After the war, the family lived first in a gypsy caravan at Detling on the North Downs. In 1946 they moved to a bomb-damaged flat in Hampstead, then still a Bohemian stronghold. A son, Martin, was born in 1949, and it was here, over the next decade, that Edmund Nelson's career as a portrait painter flourished.

He was commissioned by Trinity College, Cambridge, to paint their Master, the most celebrated historian of the day, G.M. Trevelyan, and other portraits of intellectuals followed, including C.E. Raven, the Master of Christ's, and Sir George Thompson, the Master of Corpus Christi. For King's College, Edmund painted E.M. Forster and the economist Arthur Pigou. There can be no doubt about the outstanding quality of these portraits; they are technically fluent, truthful and with a sharp insight into character. Nelson, widely read, charming and highly intelligent, got on extremely well with his subjects.

By 1956, however, the main phase of his career as a portraitist had come to an end. In a time of austerity, when the society photographic portraits of Cecil Beaton were the rage, and when traditional portraits were seen as old-fashioned, Nelson's commissions dried up. Contemptuous of modern art, he had no intention of attempting to change his style. His refusal to compromise in artistic terms was coupled with an unwillingness to promote himself or to respond to the demands of the marketplace. It was therefore a mixture of external circumstances and his own character and values that led to a highly promising career's coming to a premature end.

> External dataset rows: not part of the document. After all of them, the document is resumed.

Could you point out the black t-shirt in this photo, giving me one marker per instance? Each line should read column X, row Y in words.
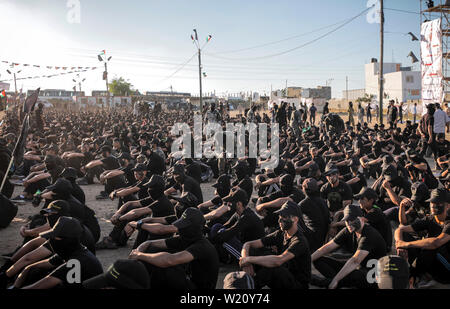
column 190, row 185
column 204, row 269
column 194, row 170
column 337, row 195
column 300, row 265
column 246, row 227
column 370, row 240
column 156, row 164
column 110, row 163
column 245, row 184
column 380, row 222
column 90, row 267
column 317, row 218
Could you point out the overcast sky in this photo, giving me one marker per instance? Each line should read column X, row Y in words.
column 150, row 40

A fluent and amusing writer, he reflected ironically on his art and predicament in "The Portrait Painter's Prayer", written at this time:

Give me skill, O Lord, I pray
To ply my art and make it pay.
Guide my hand, support my arm!
("Head this way a little, Ma'am.")
Prevent me, Lord, lest I consort
With any of the "Modern" sort,
Who hold that portrait painters are
Inferior to the camera.
Let the facile brushwork flow!
Make the speaking likeness grow!
Grant me all the social graces,
Sitters rich with noble faces.
All with ample time to spare,
And brow serene unmarked by care,
Indifferent quite what art may be,
Content to leave the job to me.
And if all this avails me not,
Though I be ne'er so wise and witty,
Then let me have, O fail me not!
A friend to sit on the committee.

Giving up the hope of becoming a successful society portraitist, Nelson took up a career in teaching, in Hammersmith, Willesden and, finally, Watford as Head of Art in Technical High Schools. He proved versatile and successful, being skilled in wood-carving, engraving and pottery, as well as drawing and painting. He had always had a deep interest in, and knowledge of, the natural world, and his own painting moved away from portraits and towards landscapes.

He also painted the sea, stimulated by a lifelong enjoyment of sailing and the acquisition of a bungalow in Selsey in Sussex. He and Ruth moved there full-time on his retirement in 1970, enjoying the proximity of the sea and life in a friendly, if quirky, community. After Ruth's death in 1981, Edmund took himself off for months to a remote part of Languedoc, both to grieve and to draw solace from the natural world. In 1988, at the age of 78, he married Meg Wilson, and nine years of happiness and companionship followed - with renewed painting (Edmund adding deft touches to Meg's work) - before Meg's death in 1997.

Edmund Nelson's final years were spent in Cranleigh in Surrey. A man of natural dignity, he was little bent even in extreme old age. He kept his independence to the end, driving (safely) until a minor accident last November decided him to sell his car, living simply but contentedly, and drawing comfort from what he saw from his window or in the surrounding countryside.